CONTRACT OF PROPERTY LEASE FOR HOTEL USE
CONTRACT OF PROPERTY LEASE FOR HOTEL USE
The parties joining in:
- TERME DI GALZIGNANO S.p.a. with registered office in Xxxxx xxxxx Xxxxx 00, Xxxxxxxxxx Xxxxx (PD), (VAT No. 00231090283), registered in the Companies Register of Padua at No. 00231090283, and REA (Economic and Administrative Index) 109610, in the person of its Chief Executive Officer, Xx. Xxxxxxxx Xxxxxxx, residing for these purposes at the registered office, vested with the necessary powers, hereinafter referred to as the
LESSOR
- SALUTE E BENESSERE ALAIN MESSEGUÉ S.r.l., with offices in Xxxxx xxxxx Xxxxx 00, Xxxxxxxxxx Xxxxx (PD), (VAT No. 04602000285), REA (Economic and Administrative Index): PD-403185, in the person of the Chairman of the Board of Directors and legal representative pro tempore Xx.

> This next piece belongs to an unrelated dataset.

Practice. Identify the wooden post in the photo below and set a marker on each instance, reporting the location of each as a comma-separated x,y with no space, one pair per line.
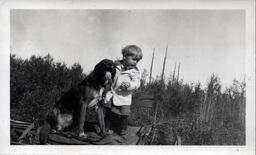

Xxxxxxx Xxxxxxx born in Campodarsego (PD) on 6 March 1951, hereinafter referred to as
Lessee
WHEREAS
- Terme di Galzignano S.p.a. owns the property for tourist hotel use called "Hotel Splendid", part of the larger complex known as "Galzignano Terme Golf & Resort SPA" located in Xxxxx xxxxx Xxxxx 00, Xxxxxxxxxx Terme (PD), comprising the following:
- Building for hotel use called "HOTEL SPLENDID", with exclusive access from Via Valli (no number), made up of nine floors above ground, in addition to: (i) small storeroom on the ground floor-basement; (ii) technical rooms at roof level; (iii) external stores; (iv) external technical premises; (v) mud cultivation baths; (vi) thermal treatment department comprising, among others, 15 thermal baths, of which however 10 separate baths from numbers 1 to 10, in addition to the proportional share of the baths for mud cultivation, will remain free of charge because they were taken into account in establishing the rent, for the exclusive use of the Lessor, (vii) bar named "xx Xxxx"; (viii) non-exclusive use of indoor/outdoor Majestic pool and internal/outdoor relaxation area; (ix) entire appurtenant area. The entire Hotel Splendid is divided as follows: a) a basement, used as a storeroom; b) a ground floor, used as a lobby, reception with related offices, lounge area, common areas and services, restaurant and related services (kitchen, storerooms, warehouses, cold storage rooms, toilets), 2 staircases served by 3 lifts plus one for staff, 1 external emergency staircase, spa department as described above, a portion of the connecting corridor with the indoor Majestic pool; c) a mezzanine for facilities (changing rooms, showers, office, closets, toilets), wellness area (7 rooms for beauty treatments), garden access from external staircase, a staircase with 3 lifts plus one for staff; d) a first floor for a Wellness Centre; and e) 2nd, 3rd, 4th, 5th and 6th floors for guest rooms. Each room has its own small terrace. In addition, each floor has: 2 staircases, 1 external emergency staircase, 3 lifts plus one for staff and 2 floor offices; f) 7th floor, penthouse, comprising 7 suites containing living room, bedroom, bathroom and terrace of various sizes; g) roof floor with an unusable terrace and lift room. Terme di Galzignano S.p.a. has authorized installation on the roof of an antenna operated by H3G; rights to use the area in question remain the exclusive property and use of Terme di Galzignano S.p.a., all of which borders with: property of Terme di Galzignano S.p.a. or its successors, unless others. At the Buildings Registry of Galzignano Terme, Sheet 13, plot 135, subordinate 3, Xxxxx xxxxx Xxxxx 00, plan Sl-9, class X/0, Xxxxxxxxx Xxxxxxx Euro 153,910.00.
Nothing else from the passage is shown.